Matt Justason and his family camped for the weekend at Cultus Lake. He said the smell of smoke from the nearby Cedar Creek Fire was no more noticeable than his own campfire.

“The water is still nice and clear and cool. The beer still tastes good.”

“We went on the lake and we tubed. We went really fast. It was really fun,” said Justason’s children and cousins. “We went over some big waves. We made some forts out of wood.”

RELATED: Cedar Creek Fire closes some areas of Deschutes National Forest

RELATED: Cowboy Fire near Prineville stopped at 204 acres, evacuations dropped

“It was pretty smoked in right when we got here Saturday afternoon,” said Jack Powell from Portland. He waited to come up until it was clear the Oregon Ducks were going to lose their season opener to Georgia.

“We were on the fence. Should we stay? Should we go to Elk Lake where it’s not as smoky? We hung around for an hour and the smoke blew out so we decided to stay.”

I found Brian Schaffer cleaning a wake boat and preparing to tow it back to his business, Central Oregon Rentals. 

“We have jet skis.

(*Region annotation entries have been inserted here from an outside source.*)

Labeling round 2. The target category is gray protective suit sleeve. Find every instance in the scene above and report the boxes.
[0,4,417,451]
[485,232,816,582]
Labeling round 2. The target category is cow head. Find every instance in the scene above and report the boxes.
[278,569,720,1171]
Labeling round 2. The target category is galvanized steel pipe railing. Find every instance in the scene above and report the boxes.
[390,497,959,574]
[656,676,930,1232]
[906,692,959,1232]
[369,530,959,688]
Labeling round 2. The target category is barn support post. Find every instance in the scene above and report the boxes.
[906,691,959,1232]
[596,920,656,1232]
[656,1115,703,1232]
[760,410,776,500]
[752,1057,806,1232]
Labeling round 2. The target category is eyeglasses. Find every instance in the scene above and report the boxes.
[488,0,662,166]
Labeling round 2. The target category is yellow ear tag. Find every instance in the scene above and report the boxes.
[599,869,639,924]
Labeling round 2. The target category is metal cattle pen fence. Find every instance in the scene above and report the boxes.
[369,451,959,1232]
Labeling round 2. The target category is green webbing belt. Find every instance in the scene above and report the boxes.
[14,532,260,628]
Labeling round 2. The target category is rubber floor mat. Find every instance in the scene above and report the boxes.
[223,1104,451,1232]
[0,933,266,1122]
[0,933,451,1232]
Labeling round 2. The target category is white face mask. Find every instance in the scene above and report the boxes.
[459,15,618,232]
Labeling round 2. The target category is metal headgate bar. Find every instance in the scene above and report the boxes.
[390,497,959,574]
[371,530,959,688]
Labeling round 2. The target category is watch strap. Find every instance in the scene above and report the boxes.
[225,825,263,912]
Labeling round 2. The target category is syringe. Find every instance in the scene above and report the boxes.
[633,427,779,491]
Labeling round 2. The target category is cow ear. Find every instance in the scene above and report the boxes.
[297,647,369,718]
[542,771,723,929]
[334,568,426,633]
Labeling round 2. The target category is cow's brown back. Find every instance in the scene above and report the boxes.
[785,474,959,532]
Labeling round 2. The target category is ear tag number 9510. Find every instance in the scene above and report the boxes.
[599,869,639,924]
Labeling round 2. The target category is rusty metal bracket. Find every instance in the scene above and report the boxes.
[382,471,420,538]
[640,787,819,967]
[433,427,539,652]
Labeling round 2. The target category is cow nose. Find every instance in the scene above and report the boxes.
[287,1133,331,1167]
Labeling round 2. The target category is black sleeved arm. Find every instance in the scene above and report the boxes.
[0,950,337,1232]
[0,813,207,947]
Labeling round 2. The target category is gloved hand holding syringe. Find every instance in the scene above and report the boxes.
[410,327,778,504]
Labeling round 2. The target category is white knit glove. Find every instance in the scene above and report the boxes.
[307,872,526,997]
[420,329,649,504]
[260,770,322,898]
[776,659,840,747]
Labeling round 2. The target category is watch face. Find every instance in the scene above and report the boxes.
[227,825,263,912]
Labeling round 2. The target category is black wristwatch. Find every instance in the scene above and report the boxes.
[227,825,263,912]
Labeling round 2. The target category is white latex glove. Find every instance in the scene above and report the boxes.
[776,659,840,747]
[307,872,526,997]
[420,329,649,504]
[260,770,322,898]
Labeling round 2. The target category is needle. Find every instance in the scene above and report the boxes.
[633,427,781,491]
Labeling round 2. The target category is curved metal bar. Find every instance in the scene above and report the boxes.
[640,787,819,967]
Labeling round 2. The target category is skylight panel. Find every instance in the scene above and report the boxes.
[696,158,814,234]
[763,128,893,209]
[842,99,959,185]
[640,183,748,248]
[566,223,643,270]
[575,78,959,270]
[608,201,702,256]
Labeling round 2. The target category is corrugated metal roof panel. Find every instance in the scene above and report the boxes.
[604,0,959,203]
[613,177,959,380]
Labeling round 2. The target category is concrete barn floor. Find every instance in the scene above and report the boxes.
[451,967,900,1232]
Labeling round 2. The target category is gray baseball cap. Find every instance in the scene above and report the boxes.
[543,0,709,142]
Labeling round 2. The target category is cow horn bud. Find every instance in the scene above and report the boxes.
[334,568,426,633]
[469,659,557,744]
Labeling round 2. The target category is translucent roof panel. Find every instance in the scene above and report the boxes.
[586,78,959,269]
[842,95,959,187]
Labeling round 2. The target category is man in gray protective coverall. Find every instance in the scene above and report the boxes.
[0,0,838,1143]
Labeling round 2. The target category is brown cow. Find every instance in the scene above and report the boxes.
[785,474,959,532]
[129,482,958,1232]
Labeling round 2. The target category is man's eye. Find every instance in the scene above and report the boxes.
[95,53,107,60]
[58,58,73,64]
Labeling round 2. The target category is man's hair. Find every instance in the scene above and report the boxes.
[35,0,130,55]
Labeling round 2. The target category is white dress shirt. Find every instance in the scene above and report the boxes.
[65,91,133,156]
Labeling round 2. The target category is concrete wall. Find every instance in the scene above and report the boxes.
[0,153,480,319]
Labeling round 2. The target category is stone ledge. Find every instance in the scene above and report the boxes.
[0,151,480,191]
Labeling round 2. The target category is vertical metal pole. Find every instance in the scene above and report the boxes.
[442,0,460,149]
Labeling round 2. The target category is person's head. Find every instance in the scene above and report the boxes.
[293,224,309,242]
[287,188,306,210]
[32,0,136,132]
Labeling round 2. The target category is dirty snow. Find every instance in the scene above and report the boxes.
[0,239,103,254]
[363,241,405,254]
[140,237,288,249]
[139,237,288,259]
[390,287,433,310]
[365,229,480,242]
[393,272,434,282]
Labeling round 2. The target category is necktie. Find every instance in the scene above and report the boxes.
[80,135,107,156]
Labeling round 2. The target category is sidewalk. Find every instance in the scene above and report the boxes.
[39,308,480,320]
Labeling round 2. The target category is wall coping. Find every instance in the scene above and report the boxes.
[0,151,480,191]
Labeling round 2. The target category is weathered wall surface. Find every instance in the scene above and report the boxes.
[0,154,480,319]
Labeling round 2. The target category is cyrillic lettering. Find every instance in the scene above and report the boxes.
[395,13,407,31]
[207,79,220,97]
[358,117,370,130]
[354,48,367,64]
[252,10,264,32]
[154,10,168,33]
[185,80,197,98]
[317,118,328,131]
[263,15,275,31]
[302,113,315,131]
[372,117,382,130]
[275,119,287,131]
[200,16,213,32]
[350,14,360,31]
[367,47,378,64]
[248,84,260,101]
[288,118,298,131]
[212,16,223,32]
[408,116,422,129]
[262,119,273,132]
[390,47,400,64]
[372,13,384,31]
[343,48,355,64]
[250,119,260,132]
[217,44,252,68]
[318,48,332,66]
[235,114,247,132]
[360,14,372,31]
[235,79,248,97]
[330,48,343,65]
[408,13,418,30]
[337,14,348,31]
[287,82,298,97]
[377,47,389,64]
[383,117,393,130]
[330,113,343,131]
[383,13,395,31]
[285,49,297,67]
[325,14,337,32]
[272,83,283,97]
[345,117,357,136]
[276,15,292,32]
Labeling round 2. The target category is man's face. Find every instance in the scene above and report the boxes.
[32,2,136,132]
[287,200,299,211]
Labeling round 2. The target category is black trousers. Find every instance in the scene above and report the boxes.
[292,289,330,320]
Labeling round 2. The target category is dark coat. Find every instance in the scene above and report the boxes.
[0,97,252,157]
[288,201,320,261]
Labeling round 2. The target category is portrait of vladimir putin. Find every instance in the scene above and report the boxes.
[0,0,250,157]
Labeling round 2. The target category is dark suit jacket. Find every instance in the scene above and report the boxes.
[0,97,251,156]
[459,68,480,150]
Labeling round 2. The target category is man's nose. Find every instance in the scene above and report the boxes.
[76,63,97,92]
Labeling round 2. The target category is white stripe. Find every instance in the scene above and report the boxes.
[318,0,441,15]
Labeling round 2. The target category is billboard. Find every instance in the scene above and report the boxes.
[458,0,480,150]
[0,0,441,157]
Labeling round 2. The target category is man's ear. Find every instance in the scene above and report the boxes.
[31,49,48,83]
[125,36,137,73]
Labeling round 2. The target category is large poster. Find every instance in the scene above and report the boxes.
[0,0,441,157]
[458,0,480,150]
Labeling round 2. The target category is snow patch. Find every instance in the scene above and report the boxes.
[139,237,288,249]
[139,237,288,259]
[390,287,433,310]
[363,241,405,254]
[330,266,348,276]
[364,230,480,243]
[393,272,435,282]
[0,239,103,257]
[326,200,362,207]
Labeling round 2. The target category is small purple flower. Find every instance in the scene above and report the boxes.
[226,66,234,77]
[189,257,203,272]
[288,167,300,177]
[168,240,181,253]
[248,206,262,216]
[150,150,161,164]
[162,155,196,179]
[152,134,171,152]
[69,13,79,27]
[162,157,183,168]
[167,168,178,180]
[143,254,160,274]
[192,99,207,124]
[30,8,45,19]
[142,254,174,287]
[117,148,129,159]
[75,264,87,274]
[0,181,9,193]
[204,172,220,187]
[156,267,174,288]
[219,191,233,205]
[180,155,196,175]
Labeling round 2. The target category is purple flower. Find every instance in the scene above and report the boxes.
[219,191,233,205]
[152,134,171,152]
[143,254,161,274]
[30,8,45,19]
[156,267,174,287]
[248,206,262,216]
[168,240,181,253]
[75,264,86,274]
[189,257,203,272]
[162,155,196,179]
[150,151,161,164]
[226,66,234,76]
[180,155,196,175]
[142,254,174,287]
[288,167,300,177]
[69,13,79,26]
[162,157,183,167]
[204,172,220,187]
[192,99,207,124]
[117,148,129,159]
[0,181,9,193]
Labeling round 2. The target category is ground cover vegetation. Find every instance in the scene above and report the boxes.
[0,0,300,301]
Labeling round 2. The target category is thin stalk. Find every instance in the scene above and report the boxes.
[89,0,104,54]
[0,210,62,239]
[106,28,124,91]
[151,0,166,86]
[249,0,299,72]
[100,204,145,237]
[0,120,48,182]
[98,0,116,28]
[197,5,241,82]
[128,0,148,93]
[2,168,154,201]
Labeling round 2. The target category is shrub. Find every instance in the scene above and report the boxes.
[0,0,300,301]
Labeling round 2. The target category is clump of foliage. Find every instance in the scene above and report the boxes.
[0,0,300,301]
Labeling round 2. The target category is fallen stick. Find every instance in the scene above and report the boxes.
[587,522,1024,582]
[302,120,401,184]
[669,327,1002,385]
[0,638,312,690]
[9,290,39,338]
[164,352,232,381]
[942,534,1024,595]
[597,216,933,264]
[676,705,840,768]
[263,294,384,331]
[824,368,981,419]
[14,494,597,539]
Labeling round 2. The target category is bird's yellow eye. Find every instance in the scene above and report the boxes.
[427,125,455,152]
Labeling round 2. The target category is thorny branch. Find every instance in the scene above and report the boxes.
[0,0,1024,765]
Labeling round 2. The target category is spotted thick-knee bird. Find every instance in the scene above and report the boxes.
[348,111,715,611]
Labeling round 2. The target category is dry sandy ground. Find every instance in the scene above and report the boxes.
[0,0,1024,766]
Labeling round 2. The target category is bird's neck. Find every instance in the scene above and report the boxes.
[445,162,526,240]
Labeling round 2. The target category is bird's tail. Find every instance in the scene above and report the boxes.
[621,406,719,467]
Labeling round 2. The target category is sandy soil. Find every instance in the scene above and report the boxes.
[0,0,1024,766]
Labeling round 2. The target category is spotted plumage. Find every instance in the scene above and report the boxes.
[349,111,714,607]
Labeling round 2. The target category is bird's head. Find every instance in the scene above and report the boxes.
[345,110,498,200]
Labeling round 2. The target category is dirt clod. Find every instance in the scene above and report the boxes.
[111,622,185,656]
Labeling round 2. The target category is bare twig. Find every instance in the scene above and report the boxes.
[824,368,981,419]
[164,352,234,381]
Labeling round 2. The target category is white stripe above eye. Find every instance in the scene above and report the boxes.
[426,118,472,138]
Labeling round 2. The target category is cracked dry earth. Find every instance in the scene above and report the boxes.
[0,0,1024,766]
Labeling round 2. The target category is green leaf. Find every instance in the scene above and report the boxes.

We have pontoon boats that were up here all weekend and nobody complained about anything. Sure, there was a little smoke off and on but for the most part nobody complained.”

The Cedar Creek Fire is eight air miles from Cultus Lake. 

There is a Level 1 “Get Ready” evacuation notice in effect on the west end of Cultus Lake. All those people who boat in to the west end campgrounds have been notified.

Numerous nearby trails and forest roads that head west from Cultus Lake toward Waldo Lake, including the Irish-Taylor Road, are closed due to growth of the Cedar Creek Fire.